Do you bring the band with you on tour?

Absolutely. The live band is really how we sell the music we make. Without the live band there’s really not a lot to see, you know, so I bring the band with me: a horn section, drum, bass, guitar…

You play drums, right?

I play percussion in the band, yeah.

You were born in Ghana. Did you grow up there? When did you move to New York?

I grew up in Accra. I moved to New York when I was 18, and I’ve been there ever sense. I love it. Someone was asking me today about that, and I don’t even think I could come up with what I’d do outside of Brooklyn. There’s something about the environment that you can’t duplicate anywhere else.

I guess there’s something about the fact that most people that live in Brooklyn immigrated from elsewhere, so Brooklyn just has that vibe where most people are there to build something. It’s a collaborative vibe that exists and all the musicians that I personally know, they’re collaborative. I’m lucky to be here.

You rap in English and another language. What is that?

The other language is Twi. I grew up speaking that.

As far as the movie goes, how’d you go about compiling footage for that?

Was it the one with the album or the one on Youtube?

Youtube.

That was edited by my partner, Terence Nance, who does all our visual work and who I co-directed the film with. We were trying to get a visual background to the music. Music as unique as this album- we felt it was important to create a world people could relate to and understand [the sound] better.

My favorite song on Native Sun is “Dear Africa”. I will listen to it and hit the back button. Can you tell me about that song in particular?

That song has been something I’d been writing for a while, inside of me, and I was fortunate that on this album I had the elements come together to make it happen. Obviously, there’s a late-Neubian feature on the song. The Nubians, to me, are cool pioneers when it comes to having an international presence in popular music, in America. When they were Grammy-nominated for their first album very few people had even attempted a French album in America, so it was something very affective.

The song came together. It’s probably the best example on the album of the bridge of these two worlds, where the hip hop element is obviously present, but then there’s this drum n’ bass vibe, and then a pure afrobeat vibe to it, so it’s the meeting point. If I had to choose one song on the album that represented the album, it’d probably be “Dear Africa”.

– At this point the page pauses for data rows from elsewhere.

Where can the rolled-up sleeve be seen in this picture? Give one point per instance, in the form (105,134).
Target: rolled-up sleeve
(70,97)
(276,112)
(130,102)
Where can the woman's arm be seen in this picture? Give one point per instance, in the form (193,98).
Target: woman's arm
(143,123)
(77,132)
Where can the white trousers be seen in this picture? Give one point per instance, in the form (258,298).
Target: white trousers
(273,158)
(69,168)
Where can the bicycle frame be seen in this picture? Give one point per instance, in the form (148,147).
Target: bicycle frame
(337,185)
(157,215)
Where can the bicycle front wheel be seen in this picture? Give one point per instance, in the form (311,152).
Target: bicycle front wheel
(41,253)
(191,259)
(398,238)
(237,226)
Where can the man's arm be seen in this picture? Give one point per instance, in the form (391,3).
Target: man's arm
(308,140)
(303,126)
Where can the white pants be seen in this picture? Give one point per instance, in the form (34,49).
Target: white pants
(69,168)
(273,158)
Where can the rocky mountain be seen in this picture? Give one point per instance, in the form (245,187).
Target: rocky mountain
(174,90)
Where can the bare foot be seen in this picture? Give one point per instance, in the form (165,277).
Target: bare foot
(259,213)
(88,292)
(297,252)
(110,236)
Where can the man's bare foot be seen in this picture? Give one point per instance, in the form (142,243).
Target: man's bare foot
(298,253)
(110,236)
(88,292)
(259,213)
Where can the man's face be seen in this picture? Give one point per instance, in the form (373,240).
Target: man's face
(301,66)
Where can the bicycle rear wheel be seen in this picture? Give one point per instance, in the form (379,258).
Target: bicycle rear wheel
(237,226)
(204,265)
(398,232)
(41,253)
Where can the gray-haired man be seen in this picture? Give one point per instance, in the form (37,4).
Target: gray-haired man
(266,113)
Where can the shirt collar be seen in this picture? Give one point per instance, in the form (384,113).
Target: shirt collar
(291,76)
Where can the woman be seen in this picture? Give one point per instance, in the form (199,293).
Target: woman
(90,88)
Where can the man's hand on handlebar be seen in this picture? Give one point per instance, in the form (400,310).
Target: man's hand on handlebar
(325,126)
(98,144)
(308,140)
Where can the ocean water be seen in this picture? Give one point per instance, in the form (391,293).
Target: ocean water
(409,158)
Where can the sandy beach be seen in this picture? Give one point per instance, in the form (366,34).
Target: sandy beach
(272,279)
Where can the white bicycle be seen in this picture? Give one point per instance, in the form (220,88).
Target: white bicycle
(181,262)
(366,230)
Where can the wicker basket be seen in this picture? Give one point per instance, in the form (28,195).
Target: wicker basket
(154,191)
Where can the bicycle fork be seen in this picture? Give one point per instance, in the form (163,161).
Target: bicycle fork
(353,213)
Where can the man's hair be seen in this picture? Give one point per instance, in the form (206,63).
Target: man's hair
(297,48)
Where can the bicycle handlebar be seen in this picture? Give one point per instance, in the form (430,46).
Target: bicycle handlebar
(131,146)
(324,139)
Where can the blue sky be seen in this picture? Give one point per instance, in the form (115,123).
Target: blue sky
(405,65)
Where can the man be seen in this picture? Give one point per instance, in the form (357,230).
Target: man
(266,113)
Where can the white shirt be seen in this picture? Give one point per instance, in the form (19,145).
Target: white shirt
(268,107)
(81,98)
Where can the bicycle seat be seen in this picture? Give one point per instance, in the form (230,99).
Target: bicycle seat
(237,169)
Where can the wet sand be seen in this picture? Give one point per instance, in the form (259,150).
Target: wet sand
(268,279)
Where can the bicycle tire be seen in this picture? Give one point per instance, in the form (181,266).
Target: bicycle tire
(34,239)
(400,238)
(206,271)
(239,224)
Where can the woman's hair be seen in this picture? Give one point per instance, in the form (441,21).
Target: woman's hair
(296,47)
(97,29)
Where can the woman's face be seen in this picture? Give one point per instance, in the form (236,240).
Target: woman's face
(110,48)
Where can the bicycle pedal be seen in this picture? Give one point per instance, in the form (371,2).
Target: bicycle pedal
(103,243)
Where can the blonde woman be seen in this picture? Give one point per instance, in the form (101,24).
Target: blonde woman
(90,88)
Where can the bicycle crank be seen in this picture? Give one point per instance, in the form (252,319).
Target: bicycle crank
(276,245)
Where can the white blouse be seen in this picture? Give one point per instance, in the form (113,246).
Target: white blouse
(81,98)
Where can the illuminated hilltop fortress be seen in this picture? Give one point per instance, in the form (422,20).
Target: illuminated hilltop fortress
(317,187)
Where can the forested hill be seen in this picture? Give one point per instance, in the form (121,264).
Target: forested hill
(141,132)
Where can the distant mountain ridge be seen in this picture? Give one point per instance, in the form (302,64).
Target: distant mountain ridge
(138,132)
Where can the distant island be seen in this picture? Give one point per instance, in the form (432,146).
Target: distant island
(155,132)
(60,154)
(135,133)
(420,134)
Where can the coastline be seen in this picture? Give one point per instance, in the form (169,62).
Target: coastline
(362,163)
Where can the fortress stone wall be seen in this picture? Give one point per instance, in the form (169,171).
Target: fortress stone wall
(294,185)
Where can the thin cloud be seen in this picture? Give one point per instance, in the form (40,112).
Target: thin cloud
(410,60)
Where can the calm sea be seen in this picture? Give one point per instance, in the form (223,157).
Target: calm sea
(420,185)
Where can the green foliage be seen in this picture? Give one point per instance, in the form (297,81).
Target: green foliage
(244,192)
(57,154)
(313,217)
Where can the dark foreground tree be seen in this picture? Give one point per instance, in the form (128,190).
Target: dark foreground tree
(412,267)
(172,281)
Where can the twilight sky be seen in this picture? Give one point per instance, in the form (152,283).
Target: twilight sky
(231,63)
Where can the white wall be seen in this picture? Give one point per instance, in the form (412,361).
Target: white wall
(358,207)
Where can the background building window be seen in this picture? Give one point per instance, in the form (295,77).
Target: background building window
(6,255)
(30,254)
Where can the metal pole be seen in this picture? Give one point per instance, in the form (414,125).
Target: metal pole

I had a personal question about the difference between hip hop and rap? Are they interchangeable?

Yeah, honestly, I never really understood that argument, you know. I’ve heard people come up with definitions for rap and people come up with definitions for hip hop. I mean, to me, what really is rap and hip hop? I don’t know. As far as I’m concerned, it has to do with the culture. Honestly, if it’s connected to the culture- if the answer is yes- then it’s about the culture. You got to remember, you don’t go to school to learn hip hop, you know what I mean? These guys didn’t graduate Julliard. These are guys that made something out of nothing. To me, that’s as hip hop as it gets, somebody taking nothing and flipping it into something. That’s the culture that I respect.

Whatever you choose to call it, I don’t deal with semantics, but I do care that it is a voice for a different kind. As long as people are able to express themselves fully without it existing already, that’s as hip hop as it gets.

You’re 28, and I love the movement I’m seeing of young artists pushing the boundaries, and I want to say thank you for doing what you do. It’s important.

I feel strongly that it’s time. I should add this because it’s important to say: What I’m doing is part of a larger movement. It’s part of a larger movement of people being able to combine their backgrounds with popular culture, and there are people making these strides, and at the end of the day it can only survive as a movement. I don’t believe Native Sun is in isolation. It’s part of a larger movement to move people to this point in hip hop. I’m hoping what this album achieves is bringing it all together, people with diverse backgrounds that have found a way to combine it with what they do. Hopefully it expands the culture and it expands the art.